Folha de S. Paulo


Tudo pode dar errado. E é assim mesmo

Se você está lendo este texto hoje é porque eu não entreguei a coluna ontem, quinta (20). A vida deveria funcionar como um relógio quando a gente tem compromissos. Eu vou ticando tudo no caderninho, comemoro e brinco que vou me embriagar até constranger pessoas.

Na semana passada deu tudo certo. Nesta semana, não. O problema é que a gente até sabe que a vida é feita de dias em que o pão cai com a manteiga para cima e outros em que ele cai virado para baixo. Muitas vezes, eu dou uma assopradinha, bato um guardanapo em cima e como mesmo assim. O que não mata engorda. Me julguem.

Mas tem dias em que você encheu o pão com o mais delicioso queijo de cabra, com geleia de framboesa, e o bendito resolve deslizar de sua mão e cair em cima do sapato. Você pega aquele torrada deliciosa que agora parece ter sido atropelada por um caminhão e vê um fio de cabelo, seu provavelmente, pendurado na gosma do queijo com a geleia. Lixo.

Na vida é assim. Tem dias que a gente dá uma assopradinha e bola pra frente. Mas tem outros em que a gente fica desconsolado, olhando para a torrada no lixo e o sapato todo cagado. Por que?

É um aprendizado constante lidar com frustrações. Eu sempre acho que da próxima vez vou tirar de letra. Ou que as coisas que dão errado vão me afetar menos, mas quando isso acontece me sinto como uma garotinha de oito anos.

Quero me trancar no quarto, ficar deitada no escuro, sem lavar o cabelo, com pena de mim mesma. Só vou me achar ainda mais miserável do que estou porque poucas coisas na vida deixam a gente com a aparência pior do que cabelo sujo.

A diferença entre mim e essa garotinha é que quando o pior passa, consigo ter equilíbrio pra entender como tudo funciona. No momento em que a gente está emburacado parece que o pior vai durar para sempre.

Não dura. Mas nem sempre a gente consegue ver isso claramente porque estamos focados demais em curtir nossa dor. Pode ser qualquer uma. Já achei que iria morrer de dor de cabeça, de barriga, de nervoso ou de amor.

Sim, tem coisas que não dependem apenas de nós para que sejam resolvidas. E isso não tem jeito. O jeito é focar no que a gente tem controle, mesmo que seja a forma como lidamos com os problemas.

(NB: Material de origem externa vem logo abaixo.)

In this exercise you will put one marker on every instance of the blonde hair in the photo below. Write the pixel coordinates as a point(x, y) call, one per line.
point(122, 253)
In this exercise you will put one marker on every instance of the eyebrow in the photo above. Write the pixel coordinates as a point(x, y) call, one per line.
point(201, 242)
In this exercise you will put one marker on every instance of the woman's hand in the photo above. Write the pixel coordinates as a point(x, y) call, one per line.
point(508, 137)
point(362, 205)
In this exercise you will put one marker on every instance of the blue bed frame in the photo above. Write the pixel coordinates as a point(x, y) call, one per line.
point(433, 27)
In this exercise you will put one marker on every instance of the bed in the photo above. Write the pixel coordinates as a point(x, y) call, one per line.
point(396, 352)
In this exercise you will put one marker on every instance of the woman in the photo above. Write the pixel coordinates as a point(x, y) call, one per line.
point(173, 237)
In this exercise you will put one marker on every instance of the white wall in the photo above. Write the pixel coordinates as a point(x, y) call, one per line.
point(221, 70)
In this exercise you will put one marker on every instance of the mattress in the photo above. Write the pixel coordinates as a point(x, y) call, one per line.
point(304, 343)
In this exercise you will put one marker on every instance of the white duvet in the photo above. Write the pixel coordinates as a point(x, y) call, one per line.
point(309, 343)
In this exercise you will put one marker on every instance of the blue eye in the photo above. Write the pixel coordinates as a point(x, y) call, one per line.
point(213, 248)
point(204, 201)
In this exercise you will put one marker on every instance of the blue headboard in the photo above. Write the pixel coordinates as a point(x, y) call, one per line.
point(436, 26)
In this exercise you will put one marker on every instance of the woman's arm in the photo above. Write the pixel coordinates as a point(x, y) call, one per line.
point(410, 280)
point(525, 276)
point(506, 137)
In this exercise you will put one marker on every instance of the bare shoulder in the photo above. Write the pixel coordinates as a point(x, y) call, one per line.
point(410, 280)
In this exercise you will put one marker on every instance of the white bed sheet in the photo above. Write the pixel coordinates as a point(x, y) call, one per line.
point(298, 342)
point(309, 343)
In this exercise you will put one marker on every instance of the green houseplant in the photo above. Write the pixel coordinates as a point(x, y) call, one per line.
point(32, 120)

Sou completamente a favor de momentos de tristeza e luto. Não acredito em gente que não vive o lado ruim da vida. Faz parte perder emprego, levar pé na bunda, ser traído, chover nas férias, furar o pneu, não caber no vestido, não ver a noiva entrar, não ser convidado, ser esquecido, não ter grana, perder o voo, chegar atrasado, ficar doente.

Mas para cada um dessas chatices da vida, tem a parte boa. Um dia todos os sinais estão abertos, para de chover na hora da noiva entrar, alguém liga, te leva um remédio, manda uma salada, lembra do seu aniversário, te espera para ir embora, te dá colo, faz você rir.

Ontem, foi um dia péssimo. Mas hoje, acordei, tomei banho, lavei o cabelo ensebado e sentei aqui para escrever. Dividir o que acontece com a gente também ajuda.

Ainda não sei se alguma torrada vai cair com o queijo e a geleia para baixo, mas resolvi que se acontecer, vou dar uma assopradinha e comer mesmo assim, porque hoje nada vai me colocar para baixo. Só preciso me lembrar que tem dias que tudo pode dar errado. E é assim mesmo.